In October 2019, Netflix released a 46-minute Halloween special of the series titled The Spooky Tale of Captain Underpants: Hack-a-Ween. In February 2020, an interactive special titled Captain Underpants: Epic Choice O' Rama was released. In December 2020, a 46-minute Christmas special titled Captain Underpants: Mega Blissmas was released.
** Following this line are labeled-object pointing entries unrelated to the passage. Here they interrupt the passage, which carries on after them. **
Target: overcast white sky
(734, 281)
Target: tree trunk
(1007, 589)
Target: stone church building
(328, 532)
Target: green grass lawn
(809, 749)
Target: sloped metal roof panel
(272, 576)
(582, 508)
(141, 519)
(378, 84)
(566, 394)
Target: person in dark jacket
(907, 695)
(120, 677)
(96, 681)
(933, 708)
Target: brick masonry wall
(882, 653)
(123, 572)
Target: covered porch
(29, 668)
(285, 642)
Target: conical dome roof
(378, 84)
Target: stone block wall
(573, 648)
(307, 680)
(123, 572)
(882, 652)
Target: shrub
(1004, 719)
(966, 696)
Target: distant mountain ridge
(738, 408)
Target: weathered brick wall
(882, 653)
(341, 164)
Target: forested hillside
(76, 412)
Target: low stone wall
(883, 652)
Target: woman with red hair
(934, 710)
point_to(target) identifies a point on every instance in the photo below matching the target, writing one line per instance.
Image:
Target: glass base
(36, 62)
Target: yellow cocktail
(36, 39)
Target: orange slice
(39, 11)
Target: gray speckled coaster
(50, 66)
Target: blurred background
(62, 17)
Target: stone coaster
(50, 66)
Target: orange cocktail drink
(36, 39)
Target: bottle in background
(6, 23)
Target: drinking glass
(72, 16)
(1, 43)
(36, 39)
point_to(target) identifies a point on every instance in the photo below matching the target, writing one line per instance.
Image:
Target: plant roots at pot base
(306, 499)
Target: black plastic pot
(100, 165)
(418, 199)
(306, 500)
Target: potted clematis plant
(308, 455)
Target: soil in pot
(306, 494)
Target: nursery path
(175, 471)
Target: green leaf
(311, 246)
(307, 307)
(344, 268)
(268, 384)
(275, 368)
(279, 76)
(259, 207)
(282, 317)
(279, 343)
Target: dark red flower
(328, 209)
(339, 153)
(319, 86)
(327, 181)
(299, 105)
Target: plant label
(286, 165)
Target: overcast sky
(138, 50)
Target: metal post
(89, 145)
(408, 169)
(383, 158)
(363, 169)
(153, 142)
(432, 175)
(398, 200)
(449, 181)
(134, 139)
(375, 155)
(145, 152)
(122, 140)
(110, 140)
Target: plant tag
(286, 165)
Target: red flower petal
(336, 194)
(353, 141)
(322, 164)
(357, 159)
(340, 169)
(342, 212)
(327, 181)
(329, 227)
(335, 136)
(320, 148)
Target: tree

In 2023, co-showrunner Peter Hastings confirmed that no further seasons were planned, with the next installment in the franchise being the 2025 feature film Dog Man.

==Release==
The series was first released on Netflix on July 13, 2018. The second season was released on February 8, 2019, and the third season was released on July 19, 2019. The series also aired in the UK on CITV.